Tuesday, April 14, 2015

My very good friend, Tanya, does scrapbooking. She’s not a fanatic, but she is insistent that after each travel adventure, we really should do a scrapbook. I now have a canvas bag full of bits and pieces of my recent trip to England. In a few days Becky and I will sit down with my friend and each put together a scrapbook. One of the good parts of doing this is that it very vividly brings back memories of the trip, and I’m sure we’ll be laughing and sighing and sharing stories as we do this important finalization of the adventure.

Several people have suggested I should send Betsy and some members of the Monday Bunch to England – and have someone fall ill and wind up in the hospital. Connor, maybe? Hmmmm . . . working . . .

Spring had sprung in England. Every park offered wide swaths of daffodils, every tree and shrub that could bloom was in bloom, a joy to the eyes. Now I’m back home and while the grass is greening, so far I haven’t seen so much as a crocus, much less a daffodil. But buds on trees are swelling and I did see the green tips of tulips pushing their way up into the sunlight in a flowerbed. So pretty soon, in the manner of the far north, spring will fairly explode. Everything will bloom at once, from crocus to tulips to crab apple trees to dandelions – I remember seeing a dandelion come up blooming through a late snowfall one harsh winter. This is Minnesota, where spring and fall are each about ten days long and you dare not put your potted plants out onto the patio until after Mother’s Day and you send your children out trick or treating wearing snowsuits under their costumes. Here are daffodils in Green Park.
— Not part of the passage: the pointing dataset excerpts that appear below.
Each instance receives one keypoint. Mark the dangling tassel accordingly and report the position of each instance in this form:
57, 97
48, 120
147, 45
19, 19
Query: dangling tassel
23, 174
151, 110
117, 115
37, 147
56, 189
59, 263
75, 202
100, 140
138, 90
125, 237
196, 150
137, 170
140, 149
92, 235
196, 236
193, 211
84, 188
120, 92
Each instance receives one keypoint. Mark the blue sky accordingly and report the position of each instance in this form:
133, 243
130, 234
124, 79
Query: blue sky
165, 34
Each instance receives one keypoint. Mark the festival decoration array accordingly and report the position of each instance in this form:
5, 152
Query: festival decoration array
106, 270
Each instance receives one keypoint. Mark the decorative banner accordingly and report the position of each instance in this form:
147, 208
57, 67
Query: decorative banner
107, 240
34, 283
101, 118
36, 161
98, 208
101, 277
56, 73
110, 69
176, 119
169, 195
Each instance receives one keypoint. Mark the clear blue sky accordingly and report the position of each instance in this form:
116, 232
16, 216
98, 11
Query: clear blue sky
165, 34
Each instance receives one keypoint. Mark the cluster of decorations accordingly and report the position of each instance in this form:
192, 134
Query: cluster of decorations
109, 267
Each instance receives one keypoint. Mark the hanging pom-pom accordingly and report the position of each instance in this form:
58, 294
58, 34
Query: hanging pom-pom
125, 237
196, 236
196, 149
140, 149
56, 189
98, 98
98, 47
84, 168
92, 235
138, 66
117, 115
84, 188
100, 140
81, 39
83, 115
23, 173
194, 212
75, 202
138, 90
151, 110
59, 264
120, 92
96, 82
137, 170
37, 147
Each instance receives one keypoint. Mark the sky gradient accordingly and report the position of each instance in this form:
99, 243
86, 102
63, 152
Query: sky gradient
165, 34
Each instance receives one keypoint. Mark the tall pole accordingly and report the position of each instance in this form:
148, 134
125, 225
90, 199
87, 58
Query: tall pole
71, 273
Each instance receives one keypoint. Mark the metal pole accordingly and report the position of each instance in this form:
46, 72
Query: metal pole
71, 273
One thing I’d remembering this morning is that the men in red coats and black-bear-fur hats are not mere ornaments at the Tower of London and outside Buckingham Palace. The weapons they carry are not antiques, but very modern automatic rifles. One tends to forget they are real soldiers.

Guard

Tuesday, April 28, 2015

King Edward I of England (17 June 1239 – 7 July 1307) married Eleanor of Castile in 1254, when he was fourteen and she twelve. It was an arranged marriage, but they came to love one another very much. She died in 1290 near Lincoln and her body was carried in a series of twelve stages to London. Edward commissioned a series of “crosses” to mark each place her body rested on the trip. Only three remain intact. The last one, still intact, was constructed in what was a small village, Charing, though today it is not far from central London. It is at a stop on the Underground called Charing Cross. (Another oddity: Her title, Infanta de Castile, became corrupted as the years went by and it is the name of numerous pubs – and also a stop on the Underground: Elephant and Castle.) Here’s a photo I took of Charing Cross; it’s on the edge of a hotel parking lot off an important shopping street called The Strand, near Trafalgar Square:

Suddenly, there are tulips everywhere here in Minneapolis, and daffodils and blooming trees and shrubs. Very pleasant to the eyes. Soon, lilacs.

It seems I am not completely recovered from whatever illness struck me down on the flight to London back on March 23. My lower stomach grumbles and misbehaves a lot, I have become lactose intolerant, and I may have developed an ulcer. My doctor has ordered more tests. Good thing my work requires me to sit quietly at my desk for hours every day with a bathroom just steps away.

I think I’m still coming down from my trip to England. Stepping outside St. George’s Church Hall after a vestry meeting Monday evening, I was pushed by a sharp, driving wind and dampened by a light rain – just like the weather at Stonehenge a few weeks ago. What a mysterious place Stonehenge is! Huge, flat-faced stones, cut from a miles-distant quarry and brought to the site, dressed and stood upright four thousand years ago, so far back that no amount of research can tell what these people were thinking when they built it. Okay, it appears to be some kind of calendar, marking the winter and summer solstice – and there is even new evidence that it also tracked the moon and could predict eclipses. Were the sun and moon gods to these people? Impossible to know at this remove in time.